Innerhalb der Polizei in der Schweiz gibt es unterschiedliche Möglichkeiten, die Karriere zu verfolgen. Nach der regulären Ausbildung ist beispielsweise die Arbeit im Streifendienst, aber auch ein Studium möglich. Im Laufe der Zeit haben die Mitarbeitenden die Option, in eine Spezialeinheit zu wechseln oder bei der Kriminalpolizei oder der Bundeskriminalpolizei zu arbeiten. Grundsätzlich hängt die Laufbahn von den Fähigkeiten und den eigenen Wünschen ab.

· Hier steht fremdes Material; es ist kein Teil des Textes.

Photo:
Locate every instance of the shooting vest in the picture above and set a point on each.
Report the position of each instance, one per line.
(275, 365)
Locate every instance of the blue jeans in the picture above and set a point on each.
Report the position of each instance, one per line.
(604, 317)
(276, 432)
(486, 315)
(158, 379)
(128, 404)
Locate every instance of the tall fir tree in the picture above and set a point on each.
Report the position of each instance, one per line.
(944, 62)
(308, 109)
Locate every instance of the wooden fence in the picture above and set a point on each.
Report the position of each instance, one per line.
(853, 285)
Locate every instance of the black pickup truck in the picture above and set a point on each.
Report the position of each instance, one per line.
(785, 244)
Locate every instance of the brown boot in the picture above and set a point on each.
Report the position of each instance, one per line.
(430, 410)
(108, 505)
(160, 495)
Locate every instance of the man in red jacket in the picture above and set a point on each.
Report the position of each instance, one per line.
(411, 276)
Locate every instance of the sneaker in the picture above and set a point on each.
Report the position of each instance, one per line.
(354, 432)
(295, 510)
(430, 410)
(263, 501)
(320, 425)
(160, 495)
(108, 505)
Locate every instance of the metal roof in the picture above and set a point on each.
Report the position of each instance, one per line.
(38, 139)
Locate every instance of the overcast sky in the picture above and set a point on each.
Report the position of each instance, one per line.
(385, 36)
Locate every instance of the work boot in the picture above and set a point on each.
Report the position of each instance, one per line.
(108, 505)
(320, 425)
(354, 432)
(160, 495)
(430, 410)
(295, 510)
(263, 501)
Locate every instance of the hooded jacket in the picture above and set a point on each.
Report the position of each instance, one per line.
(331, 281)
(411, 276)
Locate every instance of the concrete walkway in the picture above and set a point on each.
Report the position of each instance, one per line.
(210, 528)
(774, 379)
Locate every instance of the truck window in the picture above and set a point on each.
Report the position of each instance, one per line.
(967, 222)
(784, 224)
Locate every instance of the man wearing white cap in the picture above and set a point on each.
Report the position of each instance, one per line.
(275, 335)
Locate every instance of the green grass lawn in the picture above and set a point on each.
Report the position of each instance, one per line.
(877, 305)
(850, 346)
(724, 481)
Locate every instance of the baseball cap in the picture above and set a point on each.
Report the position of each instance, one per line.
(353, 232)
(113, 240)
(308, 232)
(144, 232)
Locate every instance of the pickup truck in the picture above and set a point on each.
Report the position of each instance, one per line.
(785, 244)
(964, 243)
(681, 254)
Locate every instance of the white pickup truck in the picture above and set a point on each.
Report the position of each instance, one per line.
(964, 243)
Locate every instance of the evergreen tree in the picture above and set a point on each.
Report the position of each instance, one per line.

Voraussetzungen für die Arbeit bei der Schweizer Polizei
Wer bei der Polizei Schweiz arbeiten möchte, muss Schweizer Staatsbürger sein und mindestens 21 Jahre alt sein. Eine abgeschlossene Lehre, ein Schulabschluss oder ein höherer Abschluss sind ebenso erforderlich, wie ein Führerausweis der Kategorie B. Bei der Sehschärfe gelten bestimmte Obergrenzen. Zudem benötigen die Auszubildenden einen einwandfreien Leumund und einen gesunden körperlichen Zustand. Wichtig sind eine gute sportliche Leistungsfähigkeit und gute Leistungen beim Schwimmen. Selbstverständlich gehören sehr gute Deutschkenntnisse und eine gute Allgemeinbildung zu den Voraussetzungen. Erwartet werden in den deutschsprachigen Kantonen mündliche Kenntnisse der französischen Sprache.
Bei einem Eignungstest werden die Fähigkeiten der Bewerber und Bewerberinnen genau geprüft. Zunächst ist ein Online-Test zu absolvieren, wobei die Teilnehmer nach erfolgreichem Abschluss die Möglichkeit erhalten, sich bei einer Polizeibehörde zu bewerben. In einem persönlichen Gespräch werden dann alle weiteren Optionen genau besprochen.